Over the last few years we have experienced an enormous data deluge, which has
played a key role in the surge of interest in AI. A partial list of some large
datasets:
- ImageNet, with over 14 million images for classification and object detection.
- Movielens, with 20 million user ratings of movies for collaborative filtering.
- Udacity’s car dataset (at least 223GB) for training self-driving cars.
- Yahoo’s 13.5 TB dataset of user-news interaction for studying human behavior.
Stochastic Gradient Descent (SGD) has been the engine fueling the
development of large-scale models for these datasets. SGD is remarkably
well-suited to large datasets: it estimates the gradient of the loss function on
a full dataset using only a fixed-sized minibatch, and updates a model many
times with each pass over the dataset.
But SGD has limitations. When we construct a model, we use a loss function
Lθ(x) with dataset x and model parameters θ and attempt to
minimize the loss by gradient descent on θ. This shortcut approach makes
optimization easy, but is vulnerable to a variety of problems including
over-fitting, excessively sensitive coefficient values, and possibly slow
convergence. A more robust approach is to treat the inference problem for
θ as a full-blown posterior inference, deriving a joint distribution
p(x,θ) from the loss function, and computing the posterior p(θ|x).

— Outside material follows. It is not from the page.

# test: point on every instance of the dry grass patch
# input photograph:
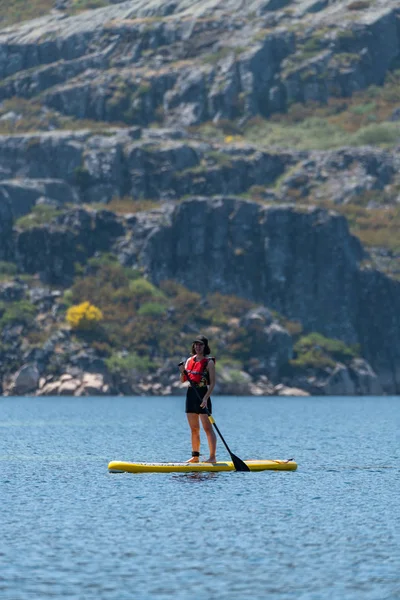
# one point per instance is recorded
(126, 205)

This is the Bayesian modeling approach, and specifically the Bayesian Neural
Network approach when applied to deep models. This recent tutorial by Zoubin
Ghahramani discusses some of the advantages of this approach.
The model posterior p(θ|x) for most problems is intractable (no closed
form). There are two methods in Machine Learning to work around intractable
posteriors: Variational Bayesian methods and Markov Chain Monte Carlo
(MCMC). In variational methods, the posterior is approximated with a simpler
distribution (e.g. a normal distribution) and its distance to the true posterior
is minimized. In MCMC methods, the posterior is approximated as a sequence of
correlated samples (points or particle densities). Variational Bayes methods
have been widely used but often introduce significant error — see this recent
comparison with Gibbs Sampling, also Figure 3 from the Variational
Autoencoder (VAE) paper. Variational methods are also more computationally
expensive than direct parameter SGD (it’s a small constant factor, but a small
constant times 1-10 days can be quite important).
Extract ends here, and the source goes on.